Summary of COP26: From National Policies to Public Implementation
At COP26, global climate change policies and goals were jointly formulated for implementation in each country.
The four goals set were (1) secure global net zero by mid-century and keep 1.5 degrees within reach, (2) adapt to protect communities and natural habitats, (3) mobilize finance from developed countries to assist the other member nations towards the goals for the world, and (4) work together across all sectors in society.
Achieving net-zero emissions by 2050 begins with the conservation of forests, which are indispensable to the existence of eco-systems and the sequestration of carbon dioxide that would otherwise be released to the atmosphere. Every country, thus, has the duty to protect and restore its forest and put an end to deforestation, with financial assistance from developed countries such as Japan to reduce carbon emissions in Asia.
As methane is another major greenhouse gas, the United States of America and the European Commission announced the Global Methane Pledge to reduce methane emissions by 30% from the 2020 levels. Methane is generated primarily by the industrial sector, especially from power production in the oil and gas sectors.

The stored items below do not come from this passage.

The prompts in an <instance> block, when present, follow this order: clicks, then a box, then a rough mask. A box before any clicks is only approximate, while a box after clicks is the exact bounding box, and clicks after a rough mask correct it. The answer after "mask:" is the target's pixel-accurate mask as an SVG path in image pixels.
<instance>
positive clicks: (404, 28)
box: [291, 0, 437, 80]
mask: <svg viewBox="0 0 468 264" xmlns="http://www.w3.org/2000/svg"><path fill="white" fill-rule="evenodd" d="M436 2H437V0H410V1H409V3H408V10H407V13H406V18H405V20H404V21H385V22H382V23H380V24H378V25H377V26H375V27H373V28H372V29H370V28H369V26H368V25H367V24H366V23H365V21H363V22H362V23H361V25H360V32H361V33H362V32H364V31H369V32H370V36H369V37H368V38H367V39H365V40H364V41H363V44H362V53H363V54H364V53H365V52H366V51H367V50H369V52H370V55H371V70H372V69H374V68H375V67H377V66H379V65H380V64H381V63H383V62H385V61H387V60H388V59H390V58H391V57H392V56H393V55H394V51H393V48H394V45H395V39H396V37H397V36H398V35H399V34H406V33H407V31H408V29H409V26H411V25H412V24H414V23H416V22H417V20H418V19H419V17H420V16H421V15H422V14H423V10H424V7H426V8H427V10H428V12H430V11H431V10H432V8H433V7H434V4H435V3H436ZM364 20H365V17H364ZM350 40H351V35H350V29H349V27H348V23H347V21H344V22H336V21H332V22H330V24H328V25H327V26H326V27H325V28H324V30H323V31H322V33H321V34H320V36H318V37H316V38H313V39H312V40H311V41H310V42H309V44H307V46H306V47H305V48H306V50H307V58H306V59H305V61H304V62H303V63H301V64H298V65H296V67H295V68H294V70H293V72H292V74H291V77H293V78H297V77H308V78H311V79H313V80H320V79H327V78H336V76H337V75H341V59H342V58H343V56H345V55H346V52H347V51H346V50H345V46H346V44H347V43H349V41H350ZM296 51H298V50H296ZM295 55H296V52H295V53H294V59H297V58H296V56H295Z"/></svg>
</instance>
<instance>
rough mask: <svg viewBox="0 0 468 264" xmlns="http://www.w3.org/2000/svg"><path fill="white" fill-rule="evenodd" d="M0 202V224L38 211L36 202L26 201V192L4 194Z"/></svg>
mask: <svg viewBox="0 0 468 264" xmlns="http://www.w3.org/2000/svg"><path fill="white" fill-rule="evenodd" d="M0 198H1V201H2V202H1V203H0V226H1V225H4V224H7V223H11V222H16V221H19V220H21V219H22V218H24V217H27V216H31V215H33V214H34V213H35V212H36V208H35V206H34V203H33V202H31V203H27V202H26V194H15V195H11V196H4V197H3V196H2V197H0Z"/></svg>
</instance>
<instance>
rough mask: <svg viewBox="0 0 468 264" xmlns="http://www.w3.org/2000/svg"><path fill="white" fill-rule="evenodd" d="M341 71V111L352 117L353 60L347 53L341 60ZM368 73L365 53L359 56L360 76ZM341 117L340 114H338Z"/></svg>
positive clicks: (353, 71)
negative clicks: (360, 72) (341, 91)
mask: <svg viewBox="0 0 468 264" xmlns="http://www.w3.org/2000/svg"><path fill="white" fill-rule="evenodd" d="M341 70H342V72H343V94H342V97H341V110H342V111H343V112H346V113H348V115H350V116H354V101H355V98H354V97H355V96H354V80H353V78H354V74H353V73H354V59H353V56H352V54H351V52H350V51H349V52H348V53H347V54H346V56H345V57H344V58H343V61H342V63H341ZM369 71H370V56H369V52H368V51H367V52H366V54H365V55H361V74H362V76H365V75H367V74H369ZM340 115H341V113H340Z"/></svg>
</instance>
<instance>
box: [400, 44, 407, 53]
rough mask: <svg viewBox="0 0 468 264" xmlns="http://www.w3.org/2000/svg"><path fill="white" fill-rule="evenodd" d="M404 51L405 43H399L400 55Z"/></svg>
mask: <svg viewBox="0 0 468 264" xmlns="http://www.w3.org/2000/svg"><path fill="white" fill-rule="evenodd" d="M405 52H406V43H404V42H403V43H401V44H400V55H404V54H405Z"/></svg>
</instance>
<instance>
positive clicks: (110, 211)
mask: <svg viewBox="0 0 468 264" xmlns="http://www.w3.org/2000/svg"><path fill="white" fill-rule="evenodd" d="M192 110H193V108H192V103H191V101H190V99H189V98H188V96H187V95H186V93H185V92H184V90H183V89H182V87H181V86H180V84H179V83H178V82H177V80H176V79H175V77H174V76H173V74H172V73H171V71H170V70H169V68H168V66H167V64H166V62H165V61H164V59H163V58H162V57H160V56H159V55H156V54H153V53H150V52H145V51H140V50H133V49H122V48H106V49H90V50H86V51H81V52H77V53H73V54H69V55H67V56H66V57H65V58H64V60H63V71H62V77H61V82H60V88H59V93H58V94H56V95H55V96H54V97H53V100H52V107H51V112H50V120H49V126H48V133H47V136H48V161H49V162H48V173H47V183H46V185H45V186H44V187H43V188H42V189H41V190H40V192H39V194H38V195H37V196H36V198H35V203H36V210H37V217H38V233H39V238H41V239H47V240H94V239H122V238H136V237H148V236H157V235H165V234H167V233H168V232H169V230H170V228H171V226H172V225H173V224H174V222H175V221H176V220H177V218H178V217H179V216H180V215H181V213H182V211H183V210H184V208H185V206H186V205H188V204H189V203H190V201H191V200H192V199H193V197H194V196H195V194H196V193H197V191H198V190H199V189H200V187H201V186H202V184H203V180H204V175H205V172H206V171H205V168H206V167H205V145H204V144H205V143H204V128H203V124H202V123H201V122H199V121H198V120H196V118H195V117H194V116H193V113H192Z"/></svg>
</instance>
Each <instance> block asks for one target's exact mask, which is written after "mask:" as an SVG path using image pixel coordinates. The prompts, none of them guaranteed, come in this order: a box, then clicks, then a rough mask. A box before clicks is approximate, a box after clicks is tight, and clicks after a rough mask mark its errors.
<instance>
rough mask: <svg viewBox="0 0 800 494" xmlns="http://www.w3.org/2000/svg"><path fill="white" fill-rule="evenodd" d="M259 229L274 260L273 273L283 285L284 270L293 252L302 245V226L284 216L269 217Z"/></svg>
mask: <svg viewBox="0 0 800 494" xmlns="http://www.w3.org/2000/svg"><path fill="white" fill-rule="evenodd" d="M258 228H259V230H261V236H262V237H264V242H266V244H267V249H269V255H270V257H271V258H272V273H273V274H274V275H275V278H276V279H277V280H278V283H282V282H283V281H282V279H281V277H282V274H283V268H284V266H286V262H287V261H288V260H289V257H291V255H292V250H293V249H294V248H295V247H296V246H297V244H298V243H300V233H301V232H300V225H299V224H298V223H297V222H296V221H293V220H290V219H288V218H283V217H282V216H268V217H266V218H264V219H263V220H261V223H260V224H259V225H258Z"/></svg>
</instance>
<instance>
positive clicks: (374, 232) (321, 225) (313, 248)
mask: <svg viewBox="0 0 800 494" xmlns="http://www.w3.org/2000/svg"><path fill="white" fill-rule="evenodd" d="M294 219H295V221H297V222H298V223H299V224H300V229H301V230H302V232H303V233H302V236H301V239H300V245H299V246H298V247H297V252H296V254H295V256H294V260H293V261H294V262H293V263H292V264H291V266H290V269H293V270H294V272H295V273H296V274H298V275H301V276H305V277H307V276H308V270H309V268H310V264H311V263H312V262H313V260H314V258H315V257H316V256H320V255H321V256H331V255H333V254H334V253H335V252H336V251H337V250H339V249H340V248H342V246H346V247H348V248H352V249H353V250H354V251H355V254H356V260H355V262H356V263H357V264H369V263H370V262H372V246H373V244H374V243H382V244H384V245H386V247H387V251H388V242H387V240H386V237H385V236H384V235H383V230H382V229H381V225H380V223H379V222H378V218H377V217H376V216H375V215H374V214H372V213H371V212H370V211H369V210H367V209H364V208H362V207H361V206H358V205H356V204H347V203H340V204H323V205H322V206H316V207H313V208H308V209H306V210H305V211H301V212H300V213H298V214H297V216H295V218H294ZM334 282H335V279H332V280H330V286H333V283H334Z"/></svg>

Thailand’s Goal towards Sustainability
At COP26, Thailand also announced its own goal to achieve carbon neutrality by 2050 and net-zero by 2065. Carbon neutrality is achieved when the amount of carbon dioxide emitted from production or transportation is completely offset to zero through forestation, which increases areas that can serve as carbon sinks, or production adjustment for the reduction of greenhouse gas emissions. To achieve this, it is necessary for all sectors in Thailand to look back to its own organization or industry and find a suitable management approach.
The net-zero goal, however, will prove even more challenging as it involves a major transformation that takes into account all direct and indirect emissions across the value chain from the upstream process of production all the way to the downstream processes of consumption and management of post-consumer waste in order to achieve maximum results.
Of course, all of these changes cannot take place in the blink of an eye but will take not only time but also the cooperation of everyone in changing their mindset on consumption and production as well as national policies that lend support to entrepreneurs and the general public. With these in place, Thailand will be equipped to make green changes and work alongside other nations around the world to sustainably preserve this world for posterity.